Lydia McCauley began helping members with their family history research in 1938. Interest became so keen that she opened her well-stocked genealogical library to the public in 1945. Before she died, she donated her 4,000-volume library to the Church in 1964, thus helping establish the first official LDS branch genealogical library in the area. A Relief Society president for many years, she helped organize similar libraries elsewhere.
Fresno’s young adults are strengthened by institute classes offered to students at Fresno City College and at California State University Fresno. And attendance is high in the 200-strong university ward, where married and unmarried students blend to create a rich, dynamic stability, says Bishop Garth L. Rasmussen.
A decade-long effort of LDS youth to raise money to assist a children’s hospital is well recognized in the community. “I’m so impressed with the youth of the LDS Church—the only youth group that has a room dedicated to them,” says John Bakkas, president of the hospital’s fund-raising arm.
Cheryl and Gary R. Fogg moved from Utah to Fresno in 1967. “People here are very supportive of each other, and you don’t know how important that is until you need it,” Sister Fogg says. The Foggs were touched by an outpouring of loving support when one of their seven children died of leukemia several years ago.
“When you serve, you grow,” says President Fogg, who presides over the Fresno California West Stake. “And there are many opportunities to grow, especially in the Fresno area.” He enjoys helping develop leadership skills among the stake’s Laotian membership.
The Inmany family are recent converts to the Church in Fresno. In 1982 Saenalai Inmany and his wife, Pang, came to the United States after escaping from the Communist regime in Laos. Their three children speak English and are honor students in their schools.
Educated at a Catholic seminary in Laos, Brother Inmany speaks English and French. A mechanic, he met LDS missionaries in Fresno, and they began teaching his family the gospel. “I had not known of Joseph Smith before, but I accepted him. I know he translated the Book of Mormon. I also know that this church has better programs for children, better rules and standards. It is the right church.” Brother Inmany is a counselor in the Fresno Twenty-fourth Branch presidency.

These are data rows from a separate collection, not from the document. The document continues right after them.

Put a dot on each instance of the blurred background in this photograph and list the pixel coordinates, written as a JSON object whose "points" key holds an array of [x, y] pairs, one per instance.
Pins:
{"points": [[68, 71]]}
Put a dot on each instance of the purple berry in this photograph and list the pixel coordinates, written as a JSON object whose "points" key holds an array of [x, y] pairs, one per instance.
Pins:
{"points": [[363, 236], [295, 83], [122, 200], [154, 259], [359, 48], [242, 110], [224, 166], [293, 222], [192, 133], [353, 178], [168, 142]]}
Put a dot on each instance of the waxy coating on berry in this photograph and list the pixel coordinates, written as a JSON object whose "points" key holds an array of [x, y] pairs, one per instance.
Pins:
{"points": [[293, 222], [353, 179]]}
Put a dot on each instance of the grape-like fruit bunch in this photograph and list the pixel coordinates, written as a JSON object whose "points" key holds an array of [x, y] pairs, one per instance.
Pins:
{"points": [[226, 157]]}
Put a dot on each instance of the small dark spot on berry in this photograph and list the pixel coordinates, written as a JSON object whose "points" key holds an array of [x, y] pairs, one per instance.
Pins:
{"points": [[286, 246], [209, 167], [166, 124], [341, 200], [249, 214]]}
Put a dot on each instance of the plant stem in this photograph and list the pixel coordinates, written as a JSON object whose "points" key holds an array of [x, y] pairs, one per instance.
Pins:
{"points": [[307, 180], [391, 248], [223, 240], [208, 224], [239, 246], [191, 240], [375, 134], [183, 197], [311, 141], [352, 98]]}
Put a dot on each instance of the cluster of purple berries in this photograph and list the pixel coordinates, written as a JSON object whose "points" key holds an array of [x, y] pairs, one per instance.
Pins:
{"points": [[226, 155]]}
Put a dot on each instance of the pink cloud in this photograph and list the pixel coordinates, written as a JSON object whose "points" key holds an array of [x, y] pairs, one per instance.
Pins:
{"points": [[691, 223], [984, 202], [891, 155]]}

The Inmanys, who help the missionaries learn the Lao language and find contacts, are preparing for a temple sealing. They recently bought their first home and continue to help other Laotians become self-sufficient.
“People sacrificed so much to build the Church in this area,” says Dallas A. Tueller, a longtime Fresno area Church leader who has since moved away. “This is not a wealthy area, and yet every time the Saints were asked to do more, to give more, they did it. The spiritual growth here has been amazing.”
He sums up the hopes of other Fresno Saints: “Wouldn’t the Lord’s vineyard look lovely with a temple in it!”